Comp in the junior levels? What is street pay if you have peers in the industry too? Single/multi manager? Recruiting process? Thanks
Varies based on group performance and market conditions. However, junior levels tend to be less discretionary so a lower % of pay is based on performance. Ratio skews towards performance as you move up. Most good places vary from $150K to $200K for Y1 out of undergrad all-in compensation. Holds true for both single and multi in the initial years. Holds true for multi and single-manager. Multi starts to vary a lot more in Y2 and Y3 based on individual performance, group performance, fund performance, and relationship with PM.
Recruiting process for me was OCR + typical preliminary interview(s) and then superday.

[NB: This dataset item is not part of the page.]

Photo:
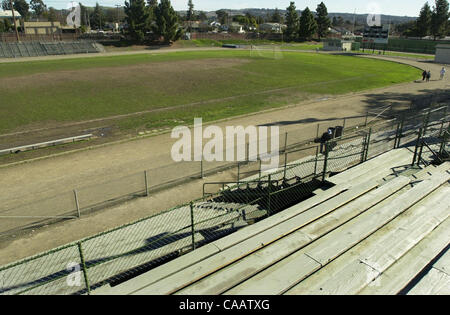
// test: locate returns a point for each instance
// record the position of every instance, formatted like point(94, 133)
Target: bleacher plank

Questions were fit/interest in investing-related, accounting-related, or involved pitching.
The only fundamental HF I know of that consistently hires undergrads pays north of $200k. Probably varies a ton from place to place.
are you generating trade ideas? if so, do you have any ownership of those trade ideas...and whats your track record been?
Yes, but I'm also still learning. I would have some ownership of the ideas, but usually ideas are often researched in teams in which case credit might be split with team members by contribution and/or seniority.
How would you describe the level of responsibility you've been awarded since starting? How much freedom/autonomy do you have over your day-to-day process? Are you mostly building out ideas for your analyst/PM? Have you been able to get some level of guidance training (at least when first starting out), and how did you go about doing so?
How long does it typically take to make PM?
Assuming you are talking about a multi-manager structure with multiple PMs. No idea tbh. I've heard of some very young PMs who started off as analysts. The speed of ascent is definitely limited by performance. I assume at the bare minimum, a PM will have developed basic coverage expertise in a sector or space, which would take about 2-3 years at minimum. This also gives the person some time to establish a track record as a successful analyst.
Thanks for doing this! Couple brief questions on both your personal philosophy and your current fund's L/S strategy:
Style? (Value, Growth, etc.)
Time horizon?
Your ideal strategy?
Avg time period from starting research to initiating a position?
Favorite 2-3 investors?
assuming you might've managed to intern at HF and get in first year based on industry contacts? If I am wrong, what tips would you have for those trying start out in HF?
I've a year long internship in S&T at a BB (in London). But long term I want to work to PM in HF. Is that move across likely coming from S&T background or should I try and move across to M&A if I get given a FT position after?
Move to M&A.
What is your day to day work flow like and what sort of projects have you been involved with?
After working in a trading type environment for the past year (not as an analyst) I am beginning to wonder if the nature of Hedge/commodity fund analyst is changing to be more technical in a programming/data scientist type way. Ie. building code or programming software to scrape data and building out reports/trends vs building traditional fundamental models.
Not going into specifics but its a mix of both building models and building/analyzing datasets. Much more the former than the latter.
"summered"
+1. Keep up the great work.
Thanks for doing this.
Can you please describe the process you went through for your ft position? Recruitment? Interview process? Preparation?
Do you have any regrets about going straight to the buyside and in particular straight to public markets?
I think going into PE first is probably safer in terms of a transferrable skillset to other industries as an operator/investor hybrid. Definitely do not regret not going to a bank.